Quero guardar tudo isso aqui dentro e ficar lembrando. Mas que ironia. A beleza disso é que foi um momento presente bem vivido. Mas agora virou passado. Que outros bons presentes aconteçam. Só depende de mim.

segunda-feira, 22 de junho de 2015

Homens coloridos


Gosto de cores, gosto do sol, gosto da vida. Vida que vejo nua, do lado de fora das janelas, em cada pedra da calçada, em cada tijolo sobreposto e ladeado que forma milhares de corações. Domingo, frio e sol. Outono. Depois de aproveitar uma maravilhosa contação de história gratuita dentro da Casa de Cultura na Penha, atravessei a rua e parei para olhar a festa no Largo do Rosário. Junto com o vento, o maracatu voava dos tambores até os ouvidos, e as bandeirinhas coloridas saíam da tão conhecida igreja azul e branca e se fundiam lá no alto com cachos do ipê rosa, tocando de leve os raios de sol. Senti mais do que vi.

Resolvi conhecer a igreja de perto. A entrada ficava bem atrás do palco, onde uma galera animada apresentava os grupos das mais diversas comunidades, que traziam música, saias rodadas, alegria e muita história. Era a 14ª Festa do Rosário dos Homens Pretos da Penha de França. Eu sabia que aquela igreja tinha sido construída por e para negros, porque eles não poderiam frequentar as mesmas que “seus senhores”, mas nunca tinha parado para sentir tudo isso...


Subi os degraus e li a placa logo na entrada: “Capela de Nossa Senhora do Rosário da Antiga Irmandade dos Homens Pretos da Freguesia de Penha de França – testemunha histórica da solidariedade no sofrimento e da esperança de redenção”. Foi fundada em 1802. O espaço era pequeno, vazio no meio, não sei se ali ficavam os bancos que estavam no meio da praça para a festa. Nas paredes dos dois lados, tecidos estampados de flores, com franjas de fitas coloridas. No fundo, Nossa Senhora de Aparecida ao centro. O lado direito estava vazio, acho que era o lugar da Nossa Senhora do Rosário, que estava ao ar livre, perto do palco e cercada de flores. No lado esquerdo estava São Benedito, filho de escravos.

Cada pedaço de ar que batia naquelas paredes levantava os fragmentos de uma época de correntes e chicotes, estapeando os rostos rosados daqueles que nunca vão saber o que é ser negro.

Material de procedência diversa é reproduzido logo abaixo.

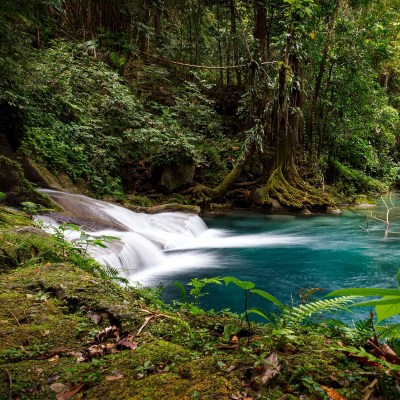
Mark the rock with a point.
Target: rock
(173, 177)
(33, 230)
(16, 187)
(10, 175)
(42, 177)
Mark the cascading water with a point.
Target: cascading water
(153, 245)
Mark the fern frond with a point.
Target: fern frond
(388, 331)
(304, 311)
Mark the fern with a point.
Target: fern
(298, 315)
(391, 331)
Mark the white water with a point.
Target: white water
(153, 246)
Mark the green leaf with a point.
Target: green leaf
(387, 311)
(242, 284)
(182, 291)
(267, 296)
(364, 292)
(74, 227)
(258, 311)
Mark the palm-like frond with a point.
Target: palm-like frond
(297, 315)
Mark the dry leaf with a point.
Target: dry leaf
(114, 377)
(52, 378)
(370, 389)
(59, 387)
(126, 343)
(106, 333)
(332, 393)
(96, 318)
(271, 368)
(70, 394)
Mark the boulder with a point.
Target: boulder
(174, 176)
(42, 177)
(10, 175)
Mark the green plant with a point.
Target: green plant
(386, 306)
(32, 208)
(196, 291)
(248, 290)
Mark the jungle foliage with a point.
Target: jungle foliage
(301, 94)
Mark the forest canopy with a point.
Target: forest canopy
(290, 100)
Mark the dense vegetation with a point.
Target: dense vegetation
(228, 101)
(68, 331)
(254, 100)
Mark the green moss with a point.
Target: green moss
(44, 327)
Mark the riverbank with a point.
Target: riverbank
(67, 332)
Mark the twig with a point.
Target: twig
(147, 320)
(16, 319)
(9, 384)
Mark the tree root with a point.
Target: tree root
(207, 193)
(292, 193)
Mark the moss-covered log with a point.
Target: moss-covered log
(292, 193)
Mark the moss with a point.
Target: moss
(292, 193)
(45, 325)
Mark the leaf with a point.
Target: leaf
(59, 387)
(387, 310)
(267, 296)
(257, 311)
(364, 292)
(106, 333)
(333, 394)
(116, 377)
(126, 343)
(70, 394)
(242, 284)
(96, 318)
(272, 368)
(73, 227)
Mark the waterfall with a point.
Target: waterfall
(151, 245)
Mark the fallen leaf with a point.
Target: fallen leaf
(332, 393)
(96, 318)
(271, 368)
(370, 389)
(59, 387)
(113, 377)
(70, 394)
(106, 333)
(53, 378)
(126, 343)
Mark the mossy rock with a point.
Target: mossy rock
(17, 188)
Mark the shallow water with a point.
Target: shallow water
(281, 254)
(316, 251)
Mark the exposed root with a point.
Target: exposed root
(295, 194)
(207, 193)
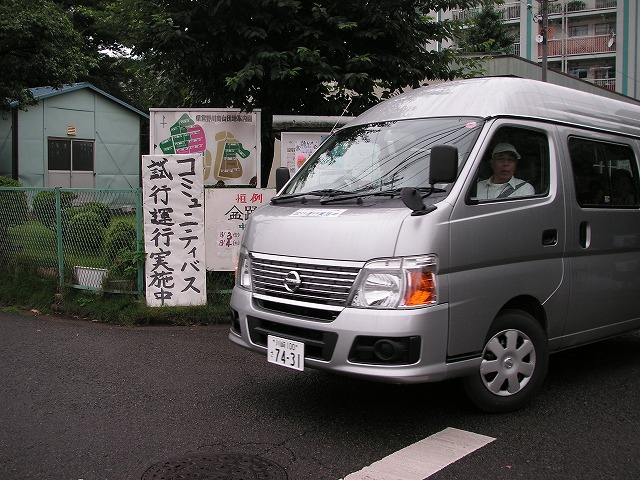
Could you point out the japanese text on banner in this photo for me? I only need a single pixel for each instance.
(173, 207)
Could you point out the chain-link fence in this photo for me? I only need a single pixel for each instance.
(87, 238)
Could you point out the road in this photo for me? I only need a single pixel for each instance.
(84, 400)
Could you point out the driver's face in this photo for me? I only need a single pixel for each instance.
(504, 166)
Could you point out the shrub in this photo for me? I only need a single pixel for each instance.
(102, 210)
(13, 205)
(121, 235)
(44, 207)
(85, 232)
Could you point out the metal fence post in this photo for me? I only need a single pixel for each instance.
(140, 236)
(59, 237)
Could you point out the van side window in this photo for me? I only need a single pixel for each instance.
(605, 174)
(515, 165)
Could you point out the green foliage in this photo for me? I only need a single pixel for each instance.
(13, 205)
(121, 235)
(44, 206)
(85, 232)
(100, 209)
(38, 46)
(486, 33)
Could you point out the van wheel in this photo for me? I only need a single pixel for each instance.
(514, 363)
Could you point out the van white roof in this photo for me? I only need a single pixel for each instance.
(509, 96)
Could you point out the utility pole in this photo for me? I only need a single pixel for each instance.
(544, 5)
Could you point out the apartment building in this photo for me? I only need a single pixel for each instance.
(594, 40)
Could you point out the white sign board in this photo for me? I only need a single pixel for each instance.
(227, 211)
(173, 207)
(229, 140)
(297, 147)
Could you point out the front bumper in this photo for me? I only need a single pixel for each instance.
(329, 345)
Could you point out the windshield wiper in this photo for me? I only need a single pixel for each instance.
(326, 192)
(391, 192)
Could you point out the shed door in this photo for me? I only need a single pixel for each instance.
(71, 163)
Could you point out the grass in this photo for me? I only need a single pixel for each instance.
(29, 283)
(27, 292)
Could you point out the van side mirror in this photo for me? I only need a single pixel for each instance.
(282, 177)
(444, 164)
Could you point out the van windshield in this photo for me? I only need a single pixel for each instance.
(383, 156)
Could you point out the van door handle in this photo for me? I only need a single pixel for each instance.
(585, 234)
(550, 237)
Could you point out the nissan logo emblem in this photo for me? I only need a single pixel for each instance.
(292, 281)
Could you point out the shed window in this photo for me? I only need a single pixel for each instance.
(76, 155)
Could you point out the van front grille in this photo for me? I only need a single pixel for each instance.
(326, 283)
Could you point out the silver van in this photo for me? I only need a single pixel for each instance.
(466, 229)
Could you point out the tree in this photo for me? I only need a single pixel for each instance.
(112, 68)
(486, 32)
(290, 56)
(38, 46)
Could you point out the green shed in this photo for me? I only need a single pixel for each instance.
(77, 136)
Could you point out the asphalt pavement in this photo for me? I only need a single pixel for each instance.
(84, 400)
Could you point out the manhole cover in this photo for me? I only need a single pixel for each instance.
(223, 466)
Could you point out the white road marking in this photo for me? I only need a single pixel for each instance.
(423, 458)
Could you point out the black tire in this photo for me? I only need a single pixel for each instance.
(514, 363)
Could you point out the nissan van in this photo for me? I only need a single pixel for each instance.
(465, 229)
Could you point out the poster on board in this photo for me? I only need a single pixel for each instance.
(174, 233)
(297, 147)
(229, 140)
(227, 212)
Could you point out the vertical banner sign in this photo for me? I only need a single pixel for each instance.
(228, 210)
(228, 139)
(173, 205)
(297, 147)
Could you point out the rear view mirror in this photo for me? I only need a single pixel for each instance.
(444, 164)
(282, 177)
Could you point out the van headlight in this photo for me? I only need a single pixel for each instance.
(243, 269)
(396, 283)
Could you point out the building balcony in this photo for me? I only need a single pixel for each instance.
(608, 83)
(599, 44)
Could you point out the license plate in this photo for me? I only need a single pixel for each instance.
(285, 352)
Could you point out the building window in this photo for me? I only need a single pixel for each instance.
(579, 31)
(578, 72)
(605, 28)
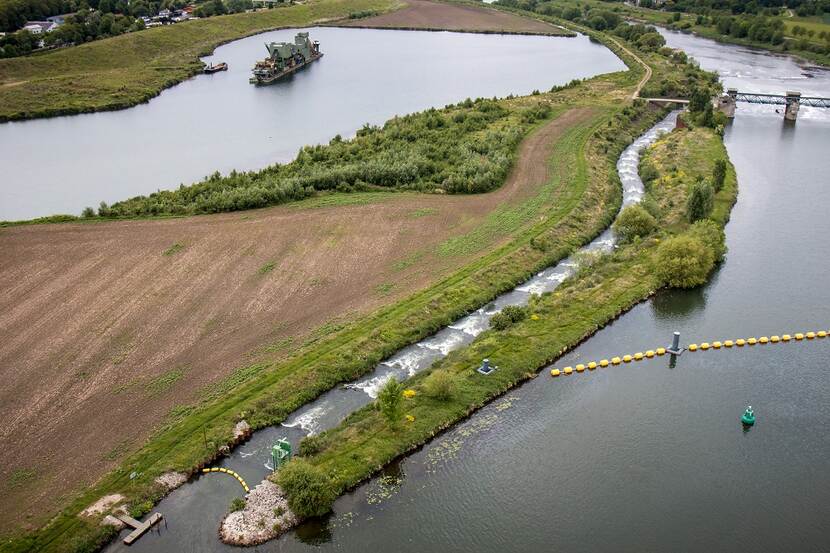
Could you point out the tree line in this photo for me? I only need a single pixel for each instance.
(464, 148)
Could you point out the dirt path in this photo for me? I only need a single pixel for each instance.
(106, 327)
(423, 14)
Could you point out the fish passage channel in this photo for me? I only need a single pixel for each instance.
(194, 511)
(650, 456)
(221, 122)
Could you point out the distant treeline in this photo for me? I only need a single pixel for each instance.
(465, 148)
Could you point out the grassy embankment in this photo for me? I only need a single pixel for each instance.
(123, 71)
(574, 206)
(792, 44)
(603, 289)
(543, 230)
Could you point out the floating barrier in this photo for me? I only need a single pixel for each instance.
(232, 473)
(703, 346)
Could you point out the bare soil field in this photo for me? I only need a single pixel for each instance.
(106, 327)
(423, 14)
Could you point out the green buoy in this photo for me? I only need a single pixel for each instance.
(748, 418)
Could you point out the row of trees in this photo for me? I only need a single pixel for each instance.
(15, 13)
(84, 26)
(461, 149)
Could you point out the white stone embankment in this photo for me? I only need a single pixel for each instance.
(266, 515)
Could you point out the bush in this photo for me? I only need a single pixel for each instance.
(700, 201)
(632, 222)
(389, 401)
(440, 385)
(311, 445)
(508, 316)
(712, 236)
(237, 504)
(719, 174)
(308, 490)
(684, 262)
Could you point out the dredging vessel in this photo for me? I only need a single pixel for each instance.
(285, 58)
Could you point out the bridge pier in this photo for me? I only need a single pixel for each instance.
(727, 102)
(793, 104)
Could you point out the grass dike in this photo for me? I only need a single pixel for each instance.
(604, 288)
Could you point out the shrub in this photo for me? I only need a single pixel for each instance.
(632, 222)
(700, 201)
(308, 490)
(712, 236)
(684, 262)
(311, 445)
(440, 385)
(389, 401)
(508, 316)
(719, 174)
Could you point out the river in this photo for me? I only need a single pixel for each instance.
(221, 122)
(649, 456)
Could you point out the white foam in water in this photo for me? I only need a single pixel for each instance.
(309, 421)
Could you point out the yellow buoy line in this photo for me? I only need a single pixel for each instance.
(703, 346)
(232, 473)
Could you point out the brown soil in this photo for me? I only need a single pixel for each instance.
(102, 332)
(423, 14)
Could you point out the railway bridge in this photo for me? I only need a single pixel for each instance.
(791, 101)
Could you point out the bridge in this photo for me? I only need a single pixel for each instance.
(791, 101)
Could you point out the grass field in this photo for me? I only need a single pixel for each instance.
(580, 199)
(584, 303)
(122, 71)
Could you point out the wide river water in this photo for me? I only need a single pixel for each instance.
(221, 122)
(642, 457)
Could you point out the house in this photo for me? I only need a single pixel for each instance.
(59, 19)
(39, 27)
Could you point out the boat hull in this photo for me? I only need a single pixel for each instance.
(260, 80)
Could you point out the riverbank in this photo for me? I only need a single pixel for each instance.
(426, 15)
(267, 391)
(602, 290)
(126, 70)
(790, 44)
(281, 387)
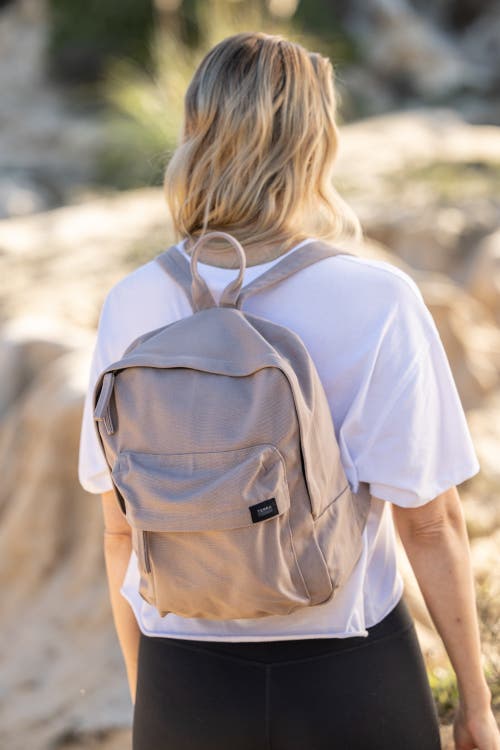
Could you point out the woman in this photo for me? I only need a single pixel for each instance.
(255, 160)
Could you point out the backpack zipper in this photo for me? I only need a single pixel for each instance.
(145, 544)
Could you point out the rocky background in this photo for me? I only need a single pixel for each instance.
(420, 163)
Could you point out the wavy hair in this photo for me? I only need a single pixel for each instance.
(258, 146)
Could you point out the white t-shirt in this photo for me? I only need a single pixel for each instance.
(395, 407)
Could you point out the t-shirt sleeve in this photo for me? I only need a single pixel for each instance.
(93, 472)
(407, 433)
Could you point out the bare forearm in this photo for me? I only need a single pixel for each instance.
(441, 561)
(117, 548)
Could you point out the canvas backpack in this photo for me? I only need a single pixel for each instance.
(222, 451)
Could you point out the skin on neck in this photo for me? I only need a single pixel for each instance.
(225, 256)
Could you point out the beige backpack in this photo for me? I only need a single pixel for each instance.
(222, 451)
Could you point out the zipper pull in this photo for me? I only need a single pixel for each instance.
(102, 411)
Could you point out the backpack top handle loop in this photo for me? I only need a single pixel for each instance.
(231, 291)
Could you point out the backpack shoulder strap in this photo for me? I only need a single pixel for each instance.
(301, 258)
(178, 267)
(200, 296)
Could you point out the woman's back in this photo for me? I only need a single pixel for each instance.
(386, 378)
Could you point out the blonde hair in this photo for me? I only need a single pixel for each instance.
(258, 145)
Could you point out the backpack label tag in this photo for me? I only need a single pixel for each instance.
(263, 510)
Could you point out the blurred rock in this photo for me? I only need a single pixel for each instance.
(24, 193)
(46, 148)
(406, 47)
(484, 273)
(59, 653)
(470, 337)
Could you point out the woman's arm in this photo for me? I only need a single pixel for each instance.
(117, 549)
(436, 542)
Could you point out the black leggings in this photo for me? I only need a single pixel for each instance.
(320, 694)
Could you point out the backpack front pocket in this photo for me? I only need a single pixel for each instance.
(214, 531)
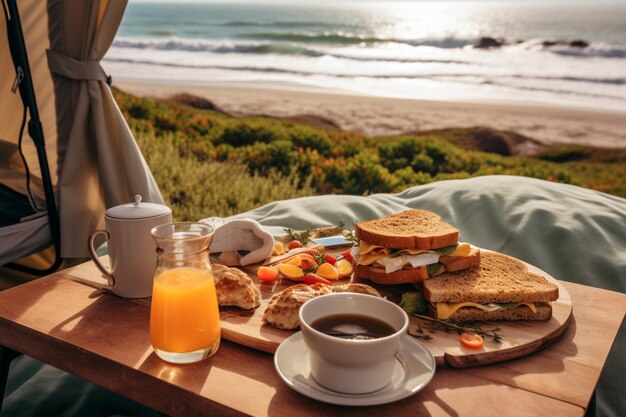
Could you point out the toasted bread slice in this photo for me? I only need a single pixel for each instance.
(543, 312)
(498, 279)
(409, 275)
(411, 229)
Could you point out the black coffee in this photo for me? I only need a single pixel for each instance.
(353, 326)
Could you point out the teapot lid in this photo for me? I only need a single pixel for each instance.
(137, 210)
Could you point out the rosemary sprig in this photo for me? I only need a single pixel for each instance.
(459, 328)
(350, 236)
(332, 230)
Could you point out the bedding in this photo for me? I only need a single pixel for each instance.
(575, 234)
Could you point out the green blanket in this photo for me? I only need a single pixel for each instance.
(575, 234)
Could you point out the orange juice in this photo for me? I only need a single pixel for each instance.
(184, 315)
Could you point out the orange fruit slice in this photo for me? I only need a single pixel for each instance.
(267, 273)
(344, 268)
(327, 271)
(279, 249)
(291, 271)
(294, 260)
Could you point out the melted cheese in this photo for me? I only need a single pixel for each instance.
(368, 253)
(445, 310)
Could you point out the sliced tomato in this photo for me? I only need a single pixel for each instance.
(328, 258)
(347, 255)
(311, 279)
(472, 340)
(267, 273)
(294, 244)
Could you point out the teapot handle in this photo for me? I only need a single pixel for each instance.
(94, 256)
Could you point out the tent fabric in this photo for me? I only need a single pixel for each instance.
(575, 234)
(94, 161)
(102, 165)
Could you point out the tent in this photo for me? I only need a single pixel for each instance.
(66, 152)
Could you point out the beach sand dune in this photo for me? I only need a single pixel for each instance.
(380, 116)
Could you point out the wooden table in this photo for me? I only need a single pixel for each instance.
(105, 339)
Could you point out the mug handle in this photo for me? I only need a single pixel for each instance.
(94, 257)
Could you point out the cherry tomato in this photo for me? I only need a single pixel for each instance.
(267, 273)
(294, 244)
(472, 340)
(328, 258)
(311, 278)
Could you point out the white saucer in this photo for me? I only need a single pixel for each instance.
(415, 367)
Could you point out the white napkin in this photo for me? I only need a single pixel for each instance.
(241, 235)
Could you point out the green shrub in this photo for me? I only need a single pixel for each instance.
(207, 163)
(196, 189)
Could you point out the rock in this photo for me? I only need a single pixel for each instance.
(547, 44)
(487, 43)
(196, 102)
(579, 43)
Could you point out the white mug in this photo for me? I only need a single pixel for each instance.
(132, 250)
(352, 366)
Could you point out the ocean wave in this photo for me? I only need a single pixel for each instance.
(216, 47)
(220, 47)
(282, 48)
(283, 24)
(346, 38)
(442, 76)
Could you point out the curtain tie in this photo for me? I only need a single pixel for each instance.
(76, 70)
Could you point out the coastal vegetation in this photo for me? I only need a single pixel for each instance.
(208, 163)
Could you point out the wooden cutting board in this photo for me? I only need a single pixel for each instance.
(518, 338)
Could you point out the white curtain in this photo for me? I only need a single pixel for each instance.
(100, 165)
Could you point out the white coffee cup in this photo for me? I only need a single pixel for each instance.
(132, 250)
(352, 366)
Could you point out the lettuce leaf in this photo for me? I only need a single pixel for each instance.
(414, 303)
(447, 250)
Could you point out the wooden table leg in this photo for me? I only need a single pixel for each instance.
(6, 357)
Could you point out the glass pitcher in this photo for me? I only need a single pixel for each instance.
(184, 316)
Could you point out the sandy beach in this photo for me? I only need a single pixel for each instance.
(377, 116)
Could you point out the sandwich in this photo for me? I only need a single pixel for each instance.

Eu chorei. Mas nunca como eles, porque suas lágrimas escorriam para dentro. Quem dá o poder para alguém dizer que o outro não é gente? Que não merece viver junto? Que não é permitido partilhar as coisas do mundo? Por que quem ouviu isso acreditou? Por que quem disse isso foi respeitado e seguido? E o que mais me inquieta: por que se ouve isso até hoje?



“Senhor, não te peço que encurtes ou troques a minha cruz: ajuda-me a carregá-la.
Não te peço que alivie o meu caminho: vem, caminha comigo.
Não te peço que me troques a água em vinho: dai-me de beber o que for do teu agrado, porque só depois da noite escura é que brilha a luz do sol.
Se me deixas chorar, é porque me queres mais amadurecido na fé.
O caminho não é feito só de rosas, nem só de espinhos.
Se permitires que alguém me fira, é para que eu saiba amar e perdoar: só existe amor onde houver perdão.
Portanto, Senhor, não te peço que troques a minha cruz, nem a alivies. Somente me ajude a carregá-la.”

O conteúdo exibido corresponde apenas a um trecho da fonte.